On 2018's "Gold Party" guest list were Leonardo DiCaprio, Drake, Michael B. Jordan, Kobe Bryant, Mindy Kaling, Tracee Ellis Ross and Stevie Wonder — all of whom were made their way over to the Chateau after partying in the 90210 with Vanity Fair, proving that the party still brings the heat. Expect best picture nominee Black Panther stars like Jordan to make the scene with Jay and Bey this year alongside chef Daniel Humm of Eleven Madison Park, who's back to oversee the menu, sources confirm (2018 offerings included caviar by the gallon, truffle quesadillas, chicken and waffles, and magnums of Jay-Z's Armand de Brignac champagne).

According to one awards season vet, the night's ideal path goes like this: "Actually attending" the Oscars because it's where everyone wants to be, whether you're in the business or not; hitting the Governors Ball "if you're lucky enough to get a ticket" (the Dolby seats 3,400 guests but only 1,500 make it to the official afterparty); then going to Vanity Fair, which "is still a great party"; and ending the night at Madonna's or Jay and Bey's — "but good luck with that" if you're not famous and/or famous with an Oscar. The next-best ending: one of the studio afterparties if that studio wins best picture. Fox will celebrate The Favourite and Bohemian Rhapsody at Hollywood Athletic Club; Warner Bros. will fete A Star Is Born at new membership club San Vicente Bungalows; and Netflix is said to be planning an event for Roma.
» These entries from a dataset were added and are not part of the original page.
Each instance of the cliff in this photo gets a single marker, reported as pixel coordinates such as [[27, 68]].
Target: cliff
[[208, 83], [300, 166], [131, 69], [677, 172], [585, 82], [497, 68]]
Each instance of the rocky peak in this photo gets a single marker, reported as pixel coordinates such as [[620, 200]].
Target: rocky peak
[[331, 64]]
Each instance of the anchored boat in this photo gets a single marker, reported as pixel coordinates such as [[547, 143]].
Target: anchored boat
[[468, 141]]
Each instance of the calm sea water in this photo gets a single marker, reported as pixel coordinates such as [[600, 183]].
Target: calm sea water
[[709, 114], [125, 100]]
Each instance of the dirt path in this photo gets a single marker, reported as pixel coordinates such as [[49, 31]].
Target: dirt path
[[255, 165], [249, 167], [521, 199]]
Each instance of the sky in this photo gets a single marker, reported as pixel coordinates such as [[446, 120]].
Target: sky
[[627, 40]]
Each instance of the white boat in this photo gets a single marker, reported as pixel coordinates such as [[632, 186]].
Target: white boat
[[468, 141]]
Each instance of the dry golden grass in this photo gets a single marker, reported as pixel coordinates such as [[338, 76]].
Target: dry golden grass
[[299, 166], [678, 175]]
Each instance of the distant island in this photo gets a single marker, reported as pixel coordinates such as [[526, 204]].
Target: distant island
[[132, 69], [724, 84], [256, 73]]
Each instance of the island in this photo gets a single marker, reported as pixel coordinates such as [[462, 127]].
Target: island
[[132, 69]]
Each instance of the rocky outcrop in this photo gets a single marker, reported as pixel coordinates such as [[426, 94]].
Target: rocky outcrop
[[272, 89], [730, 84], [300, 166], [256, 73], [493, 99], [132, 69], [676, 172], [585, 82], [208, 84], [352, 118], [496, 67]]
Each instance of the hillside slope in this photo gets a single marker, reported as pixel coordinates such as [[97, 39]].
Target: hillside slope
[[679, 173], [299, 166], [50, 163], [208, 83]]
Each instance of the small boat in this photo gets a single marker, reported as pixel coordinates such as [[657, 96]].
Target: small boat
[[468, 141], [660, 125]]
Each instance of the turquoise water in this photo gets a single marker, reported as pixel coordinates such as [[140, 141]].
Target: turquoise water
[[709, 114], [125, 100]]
While the hours after 9 p.m. on Feb. 24 are likely the most competitive of all, the weekend kicks off with a battle of agency bashes. CAA takes over San Vicente Bungalows where nominees like Lady Gaga, Glenn Close, Melissa McCarthy and Bradley Cooper could be making the rounds. WME takes over a private Beverly Hills residence to host nominees like Christian Bale, Rami Malek, Amy Adams, Emma Stone, Rachel Weisz, Mahershala Ali, Richard E. Grant and Adam McKay. UTA, which reps nominees Viggo Mortensen, Marina de Tavira, Brad Bird, Wes Anderson, Phil Lord, Christopher Miller, Matthew Libatique, the Coen brothers, Nicole Holofcener and Tony McNamara, brings its fete to Sunset Tower Hotel, while ICM escapes the fray by hosting its party for clients like Spike Lee and Olivia Colman on Thursday night.

Still, the party most insiders can't stop buzzing about is the "Gold Party" which helps to diversify the party landscape, complementing Hollywood's ongoing conversation about inclusion. "I've noticed" the phenomenon, says Oscar-winning filmmaker Barry Jenkins, "but it's not just for the sake of diversity. It's about people making dope work. Black Panther made a bajillion dollars and it's got to be celebrated." As for celebrating with Jay and Bey, Oscar presenter Brian Tyree Henry "will go with whistles and bells on," he says, joking that "my whole life is just to touch the hem of Beyoncé's garment. Beyoncé, invite me to a potluck — anything."